The Sunbelt Agricultural Exposition farm near Moultrie, Ga., has embarked on a drain tile project to remove excess water and make fertile fields more farmable.
A basic drainage system was installed on the site during the 1940’s and 1950’s when Spence Field was a military airbase. Additional drain tile was installed during the late 1970’s in the early years of the farm show. Then over the next 30-years drain tile was added, replaced and repaired. Despite this, the Expo farm has long suffered from saturated soils.
The first phase of the newest drainage project took place in a small field where University of Georgia Extension weed scientist Stanley Culpepper conducts research on controlling difficult weeds such as glyphosate-resistant Palmer amaranth. A nearby second field behind the Expo farm shop will be used for drain tile demonstrations and educational seminars during the Oct. 16-18 farm show. Expo visitors will learn why and where drain tile will benefit land in the Southeast.
Expo farm manager Michael Chafin coordinated the drainage project. “Farming that land was like driving over a dry lake,” said Chafin. “You couldn’t get through it when it got wet.”
Others involved included John Burnham with Burnham Soil & Water Management, Matt Palmer with Advanced Drainage Systems (ADS) who supplied the drain tile used at Expo and Steve Dean with Trimble Navigation.
They placed the lateral lines about 40 feet apart, so the lines will drain excess water from 20 feet on each side. The lateral lines for the new drainage system feature four-inch ADS perforated plastic drain pipes. These were connected to a six-inch main line. It empties the excess water into a large capacity storm drain system installed when Spence Field was an airbase. Chafin says most of the lateral lines extend about 450 to 500 feet into the field.
Trimble, the official global positioning system provider at the Expo, is now bringing precision farming technology to drainage installation with a product called WM-Drain. The tools included in WM-Drain streamline the surveying, design, installation and mapping steps associated with drain tile. WM-Drain insures that the designed grade and soil depth will be maintained during the installation.
Burnham is based in Michigan has extensive experience with drain tile installation in the Midwest and in Florida. At Expo, he used an all terrain vehicle with rubber-tracked wheels and GPS to survey the field and to design the tile layout. “We took the tires off and put the rubber tracks on,” says Burnham. “This gives us a more accurate survey, especially in the bottoms of ruts and in the wettest areas of fields.”
Burnham collected the data and used his computer to calculate the size of the main lines and the drainage coefficients that tell how much water can be removed in a 24-hour period.

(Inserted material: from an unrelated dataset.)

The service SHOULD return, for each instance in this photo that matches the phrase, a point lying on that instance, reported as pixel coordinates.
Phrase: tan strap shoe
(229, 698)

GPS speeds up the time it takes to survey a field and design the drainage system.
“GPS allows us to fine tune the designs so they are much better for the farmer,” says Burnham. GPS also allows for precise location of the tile when later repairs or maintenance are needed.
Burnham says it’s a good idea to run the lateral lines perpendicular to the direction that the crops are planted. “Larger tractors and equipment today tend to form compacted lanes,” he says. “If the laterals run in the same direction as the planting row, then the lateral lines need to be placed closer together. By running the laterals perpendicular to the row, they draw water from a wider area and work great.”

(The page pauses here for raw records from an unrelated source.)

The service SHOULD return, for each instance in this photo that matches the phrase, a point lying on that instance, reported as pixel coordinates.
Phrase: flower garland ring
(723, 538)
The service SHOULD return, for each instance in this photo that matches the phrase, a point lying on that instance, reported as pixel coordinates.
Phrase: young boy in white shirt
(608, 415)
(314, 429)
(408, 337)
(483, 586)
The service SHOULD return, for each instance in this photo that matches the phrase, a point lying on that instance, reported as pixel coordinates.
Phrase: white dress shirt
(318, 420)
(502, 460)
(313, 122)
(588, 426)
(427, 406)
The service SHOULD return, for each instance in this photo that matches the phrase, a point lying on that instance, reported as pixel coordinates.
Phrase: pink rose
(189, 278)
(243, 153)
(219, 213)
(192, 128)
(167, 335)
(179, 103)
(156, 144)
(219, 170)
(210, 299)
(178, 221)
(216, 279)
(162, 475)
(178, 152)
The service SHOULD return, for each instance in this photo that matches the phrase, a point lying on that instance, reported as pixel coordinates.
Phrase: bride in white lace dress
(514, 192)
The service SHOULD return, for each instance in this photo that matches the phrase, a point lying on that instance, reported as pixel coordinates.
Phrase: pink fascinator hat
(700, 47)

As a distributor for ADS, Palmer has exhibited at Expo during the past three years. He is also a principal in a Florida-based firm called SWAT. This stands for Soil & Water Agricultural Technology. During the past two years, SWAT has managed several large-scale turnkey irrigation and drainage projects in Florida. Burnham is also a member of Palmer’s SWAT organization. “What I do now is way more than selling tile,” says Palmer.
Palmer hopes to work with Expo on additional projects. For instance, he would like to see GPS and telemetry added to one of the Valley pivots at Expo. “We want to work with these at Expo to show the potential for increased yields,” he says.

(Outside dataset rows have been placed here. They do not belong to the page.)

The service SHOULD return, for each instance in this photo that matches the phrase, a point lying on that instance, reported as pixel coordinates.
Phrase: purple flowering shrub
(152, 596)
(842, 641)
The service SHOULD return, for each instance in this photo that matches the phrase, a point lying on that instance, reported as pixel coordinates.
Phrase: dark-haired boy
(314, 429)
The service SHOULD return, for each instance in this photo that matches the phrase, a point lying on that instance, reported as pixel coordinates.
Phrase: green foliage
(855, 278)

Dean, who is based in Ohio, brought a Wolfe trenchless plow to Expo equipped with Trimble’s WM-Drain technology and used it to install the drain tile. He also used the Expo farm to test some updates to the WM-Drain system. Dean says the WM-Drain and its associated tools eliminate hand labor while placing the tile at a consistent depth and maintaining the designed slope. Properly designed and installed drain tile creates better root structure, according to Dean. “The roots reach the water and we see more uniform crop growth because we maintain the ideal water levels,” he adds.
According to Burnham and Dean, the older drain tile at Expo was not working properly because the original tile was installed too deep, most of it at depths of about five feet and below a layer of compacted soil. Most of the new tile at the farm was placed about 36 inches deep, with at least 32 inches of soil covering the lateral tile lines.
“I would like to thank Expo farm manager Michael Chafin for the opportunity to make this happen,” says Dean. “We will get the data on this project and get the word out to farmers who come to the farm show so they will see the value of tile drainage.”